Functional Requirements
What is a Distributed Key-Value Store?#
A distributed key-value store is the simplest possible database — you give it a key, it stores a value. You give it the key again, it gives the value back. That's it. No tables, no columns, no SQL, no joins. Just put, get, and delete.
Think of it like a giant HashMap, but spread across hundreds of machines. The "distributed" part is what makes it interesting — a single-machine HashMap is trivial. The hard problems start when you need to split that HashMap across a cluster: which node holds which key? What happens when a node dies? What if two clients write the same key at the same time on different nodes?

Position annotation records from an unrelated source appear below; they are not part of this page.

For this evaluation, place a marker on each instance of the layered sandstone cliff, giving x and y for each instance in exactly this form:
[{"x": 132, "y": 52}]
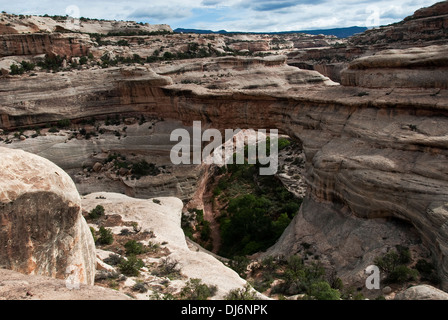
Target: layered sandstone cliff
[
  {"x": 68, "y": 45},
  {"x": 371, "y": 153},
  {"x": 42, "y": 229},
  {"x": 426, "y": 27}
]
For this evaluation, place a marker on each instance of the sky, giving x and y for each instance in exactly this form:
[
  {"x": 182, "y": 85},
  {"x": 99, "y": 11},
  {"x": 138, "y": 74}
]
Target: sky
[{"x": 230, "y": 15}]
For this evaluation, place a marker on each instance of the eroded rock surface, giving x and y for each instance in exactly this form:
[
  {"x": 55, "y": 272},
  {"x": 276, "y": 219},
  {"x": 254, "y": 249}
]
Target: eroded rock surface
[
  {"x": 17, "y": 286},
  {"x": 422, "y": 292},
  {"x": 42, "y": 229}
]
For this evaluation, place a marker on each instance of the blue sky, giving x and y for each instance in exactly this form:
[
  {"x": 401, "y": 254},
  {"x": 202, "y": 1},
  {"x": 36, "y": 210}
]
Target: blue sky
[{"x": 231, "y": 15}]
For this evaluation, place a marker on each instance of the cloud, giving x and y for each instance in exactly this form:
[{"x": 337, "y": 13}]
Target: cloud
[
  {"x": 233, "y": 15},
  {"x": 211, "y": 2}
]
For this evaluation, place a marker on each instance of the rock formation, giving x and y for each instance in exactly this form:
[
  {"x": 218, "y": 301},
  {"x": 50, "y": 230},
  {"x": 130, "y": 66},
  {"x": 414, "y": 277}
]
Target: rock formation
[
  {"x": 64, "y": 45},
  {"x": 42, "y": 229},
  {"x": 163, "y": 219},
  {"x": 17, "y": 286},
  {"x": 407, "y": 68},
  {"x": 427, "y": 27},
  {"x": 376, "y": 147},
  {"x": 422, "y": 292}
]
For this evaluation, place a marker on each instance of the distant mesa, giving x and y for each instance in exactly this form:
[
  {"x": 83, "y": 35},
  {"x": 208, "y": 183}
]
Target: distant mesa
[{"x": 338, "y": 32}]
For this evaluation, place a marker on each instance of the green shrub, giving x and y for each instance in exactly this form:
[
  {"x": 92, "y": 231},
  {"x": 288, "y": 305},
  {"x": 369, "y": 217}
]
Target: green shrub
[
  {"x": 402, "y": 274},
  {"x": 322, "y": 291},
  {"x": 246, "y": 293},
  {"x": 195, "y": 290},
  {"x": 394, "y": 263},
  {"x": 113, "y": 259},
  {"x": 168, "y": 268},
  {"x": 131, "y": 267},
  {"x": 134, "y": 248},
  {"x": 64, "y": 123},
  {"x": 105, "y": 236},
  {"x": 239, "y": 264},
  {"x": 96, "y": 213}
]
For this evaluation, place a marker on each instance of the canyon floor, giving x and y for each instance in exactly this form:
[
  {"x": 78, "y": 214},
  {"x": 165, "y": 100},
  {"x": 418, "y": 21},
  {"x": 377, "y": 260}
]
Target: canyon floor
[{"x": 89, "y": 196}]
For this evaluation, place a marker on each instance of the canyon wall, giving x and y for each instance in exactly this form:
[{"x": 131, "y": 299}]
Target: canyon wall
[
  {"x": 371, "y": 153},
  {"x": 69, "y": 45},
  {"x": 42, "y": 229}
]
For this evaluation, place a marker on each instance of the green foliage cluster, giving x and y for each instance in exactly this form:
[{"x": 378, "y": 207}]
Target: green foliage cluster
[
  {"x": 134, "y": 248},
  {"x": 394, "y": 264},
  {"x": 131, "y": 266},
  {"x": 196, "y": 290},
  {"x": 96, "y": 213},
  {"x": 246, "y": 293},
  {"x": 52, "y": 62},
  {"x": 139, "y": 169},
  {"x": 298, "y": 277},
  {"x": 22, "y": 68},
  {"x": 259, "y": 209},
  {"x": 168, "y": 267},
  {"x": 105, "y": 237}
]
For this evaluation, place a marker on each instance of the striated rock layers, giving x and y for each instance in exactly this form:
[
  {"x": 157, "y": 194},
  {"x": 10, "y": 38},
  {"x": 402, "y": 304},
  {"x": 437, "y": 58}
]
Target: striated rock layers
[
  {"x": 42, "y": 230},
  {"x": 409, "y": 68},
  {"x": 371, "y": 153},
  {"x": 69, "y": 45},
  {"x": 17, "y": 286},
  {"x": 426, "y": 27}
]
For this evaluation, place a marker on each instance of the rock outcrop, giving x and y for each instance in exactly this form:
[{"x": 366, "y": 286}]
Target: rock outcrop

Real-world examples: Amazon DynamoDB, Apache Cassandra, Riak. These are the systems that power shopping carts, user profiles, session stores, IoT telemetry — anything where you know the key upfront and need fast, reliable access at massive scale.
Why not a cache? Why not a document store?#
Two boundaries are important to draw early.
This is a database, not a cache. A cache (like Redis) stores data in memory — fast, but volatile. If the node restarts, the data is gone. Our system writes to disk, replicates across multiple nodes, and is designed to never lose data. It's the source of truth, not a speed layer sitting in front of one.
This is a KV store, not a document database. A document store (like MongoDB) understands the structure inside the value — it can index fields within a JSON document, query by nested attributes, run aggregations. Our system treats the value as an opaque byte blob. It doesn't know or care what's inside. You serialize before storing, deserialize after reading. The store just holds the bytes. This simplicity is what allows it to be fast and horizontally scalable — no parsing, no indexing, no query planning on the value side.
Scope decisions made during requirements#
Key is a string, value is bytes
The key is always a string — that's how the client addresses data. The value is raw bytes. It could be a string, a number, a serialized JSON, a protobuf — the store doesn't care. It stores the bytes and returns them unchanged. This is the same model Redis uses: serialize before put, deserialize after get.
Put on existing key overwrites
If you put a key that already exists, the new value replaces the old one. No error, no conflict, no versioning from the client's perspective. This is the standard behavior across DynamoDB, Cassandra, and Redis — the same way a HashMap works. You put the same key twice, the second value wins.
TTL-based expiry is supported
Data can be configured to auto-delete after a specified time. This is critical for use cases like session storage (expire after 30 minutes), temporary tokens, or IoT data that loses relevance after a window. Without TTL, the store would grow forever and operators would need to write external cleanup jobs.
Final Functional Requirements#
1. put(key, value) — store a key-value pair
- Key is a string, value is opaque bytes
- If key already exists, overwrite the value
2. get(key) — retrieve the value for a given key
- Returns the value if found, null/error if not
3. delete(key) — remove a key-value pair
4. TTL / expiry — data auto-deletes after a configured time
5. Data is persisted to disk — this is a database, not a cache
Interview framing
"Three core operations: put, get, delete. Key is a string, value is an opaque byte blob — the store doesn't parse or index it. Put on an existing key overwrites, same as a HashMap. TTL support for auto-expiry. And importantly, this is a persistent store — data goes to disk and survives restarts. We're designing a database like DynamoDB, not a cache like Redis."